Keluarga Bibiana Rebiak merasa terkejut dan kecewa karena sebelumnya tidak pernah ada komplain mengenai kepemilikan lahan tersebut. Tua Teno, yang memiliki wewenang penuh atas tanah secara adat, juga tidak pernah melarang Yohanes Pas alias Bapak Jon menggarap lahan tersebut.
Bapak Jhon menggarap tanah tersebut dikarenakan dirinya lahir dan besar di daerah tersebut, diamana setiap anak asli daerah berhak menggarap lahan disekitar daerah itu asal bukan lahan milik orang lain.
Bapak Jhon, memperoleh tanah saat itu dibagi oleh Dalu ( kini disebut Camat) termasuk tanah Gereja paroki Benteng Jawa.
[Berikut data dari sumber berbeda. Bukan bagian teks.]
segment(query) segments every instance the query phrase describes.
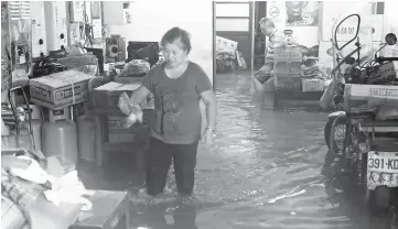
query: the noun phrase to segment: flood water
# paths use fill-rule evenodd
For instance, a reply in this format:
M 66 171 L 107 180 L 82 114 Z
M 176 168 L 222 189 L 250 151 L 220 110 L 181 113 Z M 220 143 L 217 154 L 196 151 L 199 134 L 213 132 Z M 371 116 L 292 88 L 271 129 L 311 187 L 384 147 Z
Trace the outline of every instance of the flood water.
M 369 217 L 347 182 L 321 175 L 327 113 L 300 106 L 273 111 L 271 98 L 252 96 L 248 74 L 215 80 L 216 142 L 198 149 L 194 196 L 132 206 L 133 228 L 388 228 L 387 219 Z M 175 189 L 172 174 L 168 188 Z

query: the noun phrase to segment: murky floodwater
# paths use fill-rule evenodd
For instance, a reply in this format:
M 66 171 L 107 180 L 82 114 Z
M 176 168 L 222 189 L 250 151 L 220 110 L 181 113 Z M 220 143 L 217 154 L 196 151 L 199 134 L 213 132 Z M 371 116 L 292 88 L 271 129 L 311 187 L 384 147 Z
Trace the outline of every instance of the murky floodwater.
M 141 228 L 383 228 L 355 190 L 321 175 L 326 113 L 272 111 L 251 96 L 247 75 L 216 78 L 215 146 L 200 146 L 195 196 L 184 205 L 135 208 Z M 175 189 L 174 177 L 168 184 Z

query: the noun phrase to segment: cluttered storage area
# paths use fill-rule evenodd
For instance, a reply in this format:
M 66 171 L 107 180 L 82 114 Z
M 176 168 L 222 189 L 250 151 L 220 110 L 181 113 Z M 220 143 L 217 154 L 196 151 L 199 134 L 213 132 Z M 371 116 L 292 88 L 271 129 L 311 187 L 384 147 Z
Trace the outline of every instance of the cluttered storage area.
M 1 228 L 129 228 L 128 192 L 87 189 L 77 167 L 107 167 L 115 152 L 133 154 L 131 166 L 143 167 L 153 97 L 140 105 L 140 122 L 130 128 L 121 127 L 126 115 L 118 102 L 162 62 L 159 41 L 168 30 L 197 29 L 202 37 L 193 45 L 208 48 L 192 56 L 212 75 L 212 31 L 205 39 L 201 31 L 211 26 L 212 4 L 205 25 L 176 24 L 172 11 L 168 22 L 155 20 L 158 26 L 137 22 L 165 7 L 1 2 Z M 140 29 L 146 26 L 151 31 Z

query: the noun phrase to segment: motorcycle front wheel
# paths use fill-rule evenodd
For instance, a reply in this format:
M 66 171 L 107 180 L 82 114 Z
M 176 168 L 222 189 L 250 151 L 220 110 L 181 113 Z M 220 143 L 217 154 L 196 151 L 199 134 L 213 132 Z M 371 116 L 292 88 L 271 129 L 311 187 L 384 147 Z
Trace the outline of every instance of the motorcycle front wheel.
M 324 137 L 327 149 L 338 154 L 343 152 L 344 139 L 346 132 L 346 118 L 335 117 L 327 120 L 324 128 Z
M 391 188 L 379 186 L 375 190 L 366 189 L 366 201 L 372 215 L 386 215 L 391 207 Z

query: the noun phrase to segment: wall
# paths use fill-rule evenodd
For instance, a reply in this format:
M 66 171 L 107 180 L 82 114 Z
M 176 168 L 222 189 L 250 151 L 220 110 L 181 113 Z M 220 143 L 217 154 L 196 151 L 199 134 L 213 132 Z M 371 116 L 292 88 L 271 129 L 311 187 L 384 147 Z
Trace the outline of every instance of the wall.
M 385 23 L 384 36 L 387 33 L 395 33 L 398 36 L 398 17 L 397 17 L 398 1 L 385 2 Z M 383 55 L 388 57 L 398 57 L 398 44 L 394 46 L 386 46 Z M 398 62 L 394 62 L 396 70 L 398 70 Z
M 267 17 L 273 18 L 279 30 L 292 30 L 293 36 L 297 37 L 300 45 L 312 47 L 319 44 L 319 26 L 287 26 L 287 8 L 284 1 L 267 2 Z
M 176 7 L 178 6 L 178 7 Z M 191 33 L 190 59 L 200 64 L 213 83 L 213 6 L 211 1 L 131 2 L 131 24 L 109 25 L 110 34 L 126 41 L 159 42 L 173 26 Z

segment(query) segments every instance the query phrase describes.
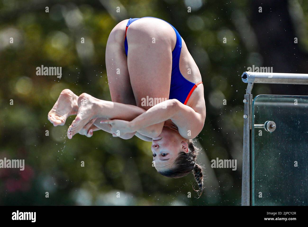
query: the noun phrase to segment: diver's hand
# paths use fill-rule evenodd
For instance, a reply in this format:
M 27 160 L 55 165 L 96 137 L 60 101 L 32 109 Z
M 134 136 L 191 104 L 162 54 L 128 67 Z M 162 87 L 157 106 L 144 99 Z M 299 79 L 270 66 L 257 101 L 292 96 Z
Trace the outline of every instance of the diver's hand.
M 105 120 L 100 122 L 102 124 L 108 124 L 112 135 L 116 136 L 121 136 L 127 133 L 134 132 L 130 121 L 123 120 Z

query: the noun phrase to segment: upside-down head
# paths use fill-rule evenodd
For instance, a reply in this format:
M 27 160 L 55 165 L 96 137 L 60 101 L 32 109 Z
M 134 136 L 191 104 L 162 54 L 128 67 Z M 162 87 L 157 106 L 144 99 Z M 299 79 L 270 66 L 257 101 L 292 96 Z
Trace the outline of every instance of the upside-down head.
M 204 186 L 202 168 L 196 163 L 199 151 L 192 140 L 164 127 L 159 136 L 153 138 L 151 149 L 157 172 L 172 178 L 184 177 L 192 172 L 199 187 L 195 191 L 201 195 Z

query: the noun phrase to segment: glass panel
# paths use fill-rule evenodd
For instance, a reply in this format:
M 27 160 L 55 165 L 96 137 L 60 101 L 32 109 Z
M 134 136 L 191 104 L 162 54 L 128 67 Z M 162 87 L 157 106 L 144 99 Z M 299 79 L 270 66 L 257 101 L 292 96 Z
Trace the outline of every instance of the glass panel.
M 276 126 L 252 130 L 253 205 L 308 205 L 308 96 L 258 95 L 252 113 Z

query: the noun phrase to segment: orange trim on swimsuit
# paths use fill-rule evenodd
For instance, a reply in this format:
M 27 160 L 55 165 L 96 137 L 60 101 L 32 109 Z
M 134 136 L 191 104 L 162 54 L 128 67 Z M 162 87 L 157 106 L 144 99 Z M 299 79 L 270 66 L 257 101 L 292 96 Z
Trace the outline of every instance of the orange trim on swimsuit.
M 196 84 L 195 84 L 195 86 L 192 87 L 192 90 L 190 90 L 189 91 L 189 93 L 188 94 L 188 95 L 187 95 L 187 97 L 186 98 L 186 100 L 185 100 L 185 101 L 184 102 L 184 104 L 186 105 L 186 103 L 187 103 L 187 102 L 188 101 L 188 99 L 189 99 L 190 97 L 190 96 L 192 95 L 192 92 L 193 92 L 194 90 L 196 89 L 196 88 L 200 84 L 202 84 L 202 82 L 199 82 L 199 83 L 197 83 Z
M 125 41 L 125 39 L 126 38 L 126 32 L 127 32 L 127 29 L 128 28 L 128 26 L 126 26 L 126 28 L 125 29 L 125 37 L 124 37 L 124 41 Z

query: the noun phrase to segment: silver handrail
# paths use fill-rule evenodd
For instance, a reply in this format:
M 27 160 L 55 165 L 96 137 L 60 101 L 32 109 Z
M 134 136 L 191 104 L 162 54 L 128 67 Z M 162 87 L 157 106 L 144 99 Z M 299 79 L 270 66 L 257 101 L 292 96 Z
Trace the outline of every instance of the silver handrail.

Dalu, saat itu juga memiliki hak atas tanah untuk dibagikan kepada setiap masyarakat sekitar.
Karena tidak ada titik temu, pihak gereja melaporkan masalah ini ke Camat Lamba Leda hingga berujung ke pengadilan. Pihak keluarga Bibiana Rebiak menduga ada kejanggalan dan ketidakadilan dalam proses ini.
Bibiana Rebiak juga mempertanyakan tawaran sejumlah uang dari pihak gereja sebagai ganti rugi, yang ditolak keluarga karena lahan tersebut merupakan hak milik turun-temurun.
“anehnya lagi, kalau pihak gereja menganggap tanah itu milik gereja, mengapa ada tawaran sejumlah uang kepada kami sebagai bentuk ganti rugi”, kesal mama Bibiana Rebiak saat menghubungi media ini, Rabu (5/3/25).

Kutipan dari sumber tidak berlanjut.